Monday, October 5, 2009
Retaliation Claims
The Wall Street Journal has a recent piece on EEOC retaliation filings. A familiar story to most readers: like other employment claims, they're up. And retaliation remains a significant portion of employment discrimination claims. As the WSJ's graph shows, retaliation claims enjoyed a slow rise as a proportion of all discrimination claims in the 1990s and has hovered in the general area of one-third of all discrimination claims for about the last decade. So, as all discrimination claims are on the upswing during this period of high unemployment, so too are retaliation claims (although the data show that retaliation claims rose faster this year).

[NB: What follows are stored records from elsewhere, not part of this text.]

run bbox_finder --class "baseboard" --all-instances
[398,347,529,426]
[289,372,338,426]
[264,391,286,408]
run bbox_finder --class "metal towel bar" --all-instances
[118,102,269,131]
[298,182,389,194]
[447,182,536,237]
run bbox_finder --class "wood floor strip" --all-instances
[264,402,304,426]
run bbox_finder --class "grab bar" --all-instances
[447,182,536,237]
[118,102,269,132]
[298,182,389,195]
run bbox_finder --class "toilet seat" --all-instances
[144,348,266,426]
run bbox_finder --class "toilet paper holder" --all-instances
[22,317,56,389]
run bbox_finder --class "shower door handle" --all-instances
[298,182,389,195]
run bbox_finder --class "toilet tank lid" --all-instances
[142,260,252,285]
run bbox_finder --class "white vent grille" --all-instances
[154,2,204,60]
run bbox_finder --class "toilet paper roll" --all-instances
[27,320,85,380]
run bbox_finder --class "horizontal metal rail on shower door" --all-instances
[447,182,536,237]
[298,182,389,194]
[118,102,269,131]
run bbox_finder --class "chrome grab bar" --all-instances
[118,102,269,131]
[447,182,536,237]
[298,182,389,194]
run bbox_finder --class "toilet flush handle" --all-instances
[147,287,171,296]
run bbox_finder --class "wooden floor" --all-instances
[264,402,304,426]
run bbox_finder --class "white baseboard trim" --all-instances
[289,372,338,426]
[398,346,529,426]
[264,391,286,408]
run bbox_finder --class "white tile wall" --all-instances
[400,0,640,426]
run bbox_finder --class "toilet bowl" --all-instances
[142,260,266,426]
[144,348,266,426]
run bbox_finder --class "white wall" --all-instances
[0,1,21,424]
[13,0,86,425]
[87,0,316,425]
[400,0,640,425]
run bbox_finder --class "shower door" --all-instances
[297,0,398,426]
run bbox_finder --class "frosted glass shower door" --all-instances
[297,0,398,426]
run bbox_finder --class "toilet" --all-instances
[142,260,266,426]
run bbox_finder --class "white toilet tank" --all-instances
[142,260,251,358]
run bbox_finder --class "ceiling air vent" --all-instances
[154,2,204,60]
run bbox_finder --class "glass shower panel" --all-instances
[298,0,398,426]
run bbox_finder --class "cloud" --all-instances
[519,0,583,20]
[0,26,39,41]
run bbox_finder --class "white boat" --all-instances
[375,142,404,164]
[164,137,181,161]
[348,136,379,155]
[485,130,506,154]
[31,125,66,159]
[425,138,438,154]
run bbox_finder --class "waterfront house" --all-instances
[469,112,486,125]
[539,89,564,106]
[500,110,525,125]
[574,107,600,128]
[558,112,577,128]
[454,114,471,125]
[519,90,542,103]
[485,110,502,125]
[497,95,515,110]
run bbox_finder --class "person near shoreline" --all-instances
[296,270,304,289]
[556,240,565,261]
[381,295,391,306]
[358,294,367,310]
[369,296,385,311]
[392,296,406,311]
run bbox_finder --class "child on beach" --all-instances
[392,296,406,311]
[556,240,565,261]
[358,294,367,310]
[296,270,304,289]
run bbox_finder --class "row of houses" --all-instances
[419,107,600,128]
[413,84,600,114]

One thing that the piece hinted at, but represents a significant aspect of retaliation claims, is that they're far more successful than straight discrimination claims. Managers often get angry after they're sued and, as a result, do really dumb things. So, as I tell my students, retaliation claims are the employment law equivalent of a political scandal: it's not the crime; it's the cover-up (OK, t's not a perfect comparison, but you get the drift).
Hat Tip: Joe Seiner
-JH
https://lawprofessors.typepad.com/laborprof_blog/2009/10/retaliation-claims.html
Any one have a figure on what the proportion of participation clause cases vs. opposition clause cases are? I think this goes to whether Crawford was a particularly pro-employee case.